Jamaica’s medal hunt begins at WU20 Champs
Jamaica’s quest for honours at the World Athletics Under-20 Championships gets underway this morning at the Estadio Atletico de la Videna in Lima, Peru, with the chance to win two medals on the opening day of the five-day event.
Jamaicans will be involved in two events that will be decided on Tuesday, the men’s shot put and mixed 4x400m relays. They are seeking to emulate or better the 16 medals won two years ago in Cali, Colombia, the highest haul by a Jamaican team at the Under-20 level.
The team, which travelled in three groups, was scheduled to arrive in the South American city on Sunday and was set to have been taken through light workout on Monday in preparation for the championships.
In addition to the men’s shot put and mixed relays, Jamaicans will also be involved in the first round and the semi-finals of the men’s and women’s 100m; the preliminaries of the men’s triple jump; women’s discus throw; women’s long jump; and the women’s 800m.
Shaiquan Dunn, who is ranked 11th in the men’s shot put (6Kg), has only lost once with the junior weight all season. He won at the Inter-secondary Schools Sports Association (ISSA) athletics championships and Carifta Games but will face better competition in Peru.
Dunn could be hard pressed to emulate Kobe Lawrence’s silver medal in Cali in 2022 but is expected to at least get past the first round and into the final set for 5:35 pm.
The mixed 4x400m relay team is scheduled to contest the preliminaries at 9:35 am with the final set for 6:50 pm, the last event of the day.
The preliminaries of the men’s and women’s 100m will be held on the opening day, a first for any global championships, and a move away from the usual scheduling of the first round on one day, followed by the semi-finals and final on the second day.
Third-ranked Gary Card and DeAndre Daley are to represent Jamaica in the men’s 100m. Both are expected to be in the medal race on Tuesday.
Card, 17, who ran 10.07 seconds at the national championships in late June, spent some time training and competing in Europe before returning home. He is also set to run the 200m.
Daley, who has promised much over the last few years, endured a slow start to the season, failing to medal in the 100m at Western Championships. He missed out on the final at the ISSA championships and did not run at the Carifta Trials.
He told the Jamaica Observer he is in a “much better shape”.
“I’m feeling really great knowing I’ve done all the necessary work to get into this championship healthy and ready to compete,” he said. “I’m in a much better shape. It was a really rough [start to] the season but my coach and I made sure we did all we had to do to get to this point.”
He said his medal quest in Peru is not driven by the notion to prove the naysayers wrong.
“I am doing this for myself and the country and not for what other people think or what they have to say. So it’s not redemption. I’m just going out to prove to myself that I am still [the] top athlete, that I am.”
Daley, who ran a personal best 10.08 seconds last year, gives himself a great chance to medal on Tuesday.
“I’ve been working hard, so it will obviously show on the track,” he said.
And while he said he has an idea of the time he wants to run, he added that he “won’t speak about it, people have to just see it when the time comes.”
Alana Reid, the 200m silver medallist from Cali and a member of the Jamaican women’s 4x100m relay team at the Olympics in Paris, is the number one ranked in the 100m, and her compatriot Thieanna Lee Terrelonge is ranked number three. Both are expected to advance to the final.

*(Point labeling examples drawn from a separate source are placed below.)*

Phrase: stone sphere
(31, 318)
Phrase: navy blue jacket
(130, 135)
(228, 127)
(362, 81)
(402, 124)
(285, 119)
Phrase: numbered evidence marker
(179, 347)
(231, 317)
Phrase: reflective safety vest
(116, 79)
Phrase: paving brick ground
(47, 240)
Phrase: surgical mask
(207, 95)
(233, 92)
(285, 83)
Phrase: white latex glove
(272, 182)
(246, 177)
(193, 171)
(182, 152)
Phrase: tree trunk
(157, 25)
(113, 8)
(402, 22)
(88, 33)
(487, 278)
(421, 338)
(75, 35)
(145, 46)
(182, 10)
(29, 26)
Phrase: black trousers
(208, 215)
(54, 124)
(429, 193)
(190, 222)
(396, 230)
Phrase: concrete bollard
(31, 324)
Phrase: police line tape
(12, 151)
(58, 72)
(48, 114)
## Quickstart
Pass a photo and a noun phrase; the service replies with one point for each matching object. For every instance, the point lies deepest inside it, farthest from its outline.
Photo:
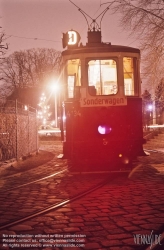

Reid, who has a lifetime best 10.92 that she ran a year ago, has a season best and world leading 11.09, just ahead of Australia’s Torrie Lewis (11.10) and Terrelonge’s personal best of 11.13 seconds set this year.
With the withdrawal of defending champion and world junior record holder Jaydon Hibbert, Chavez Penn will fly the flag for Jamaica in the men’s triple jump in which he is ranked 13th with a best of 15.92m.
Rohanna Sudlow will compete in the women’s long jump after the withdrawal of Alliyah Foster, while Shamoyea Morris and Najhada Seymoure are down to contest the women’s discus throw. Kitania Headley is the lone Jamaican in the women’s 800m event.
Meanwhile, Herbert Morrison Technical Head Coach Claude Grant, also the personal coach of Daley, has been named the replacement for Corey Bennett on the coaching staff for the Jamaican team to Lima. The Observer has learnt that Bennett had withdrawn due to “personal reasons”.
Additionally, Jamaica’s Head of Delegation Keith Wellington confirmed the addition of massage therapists Evan Allen and Jerome Kirby.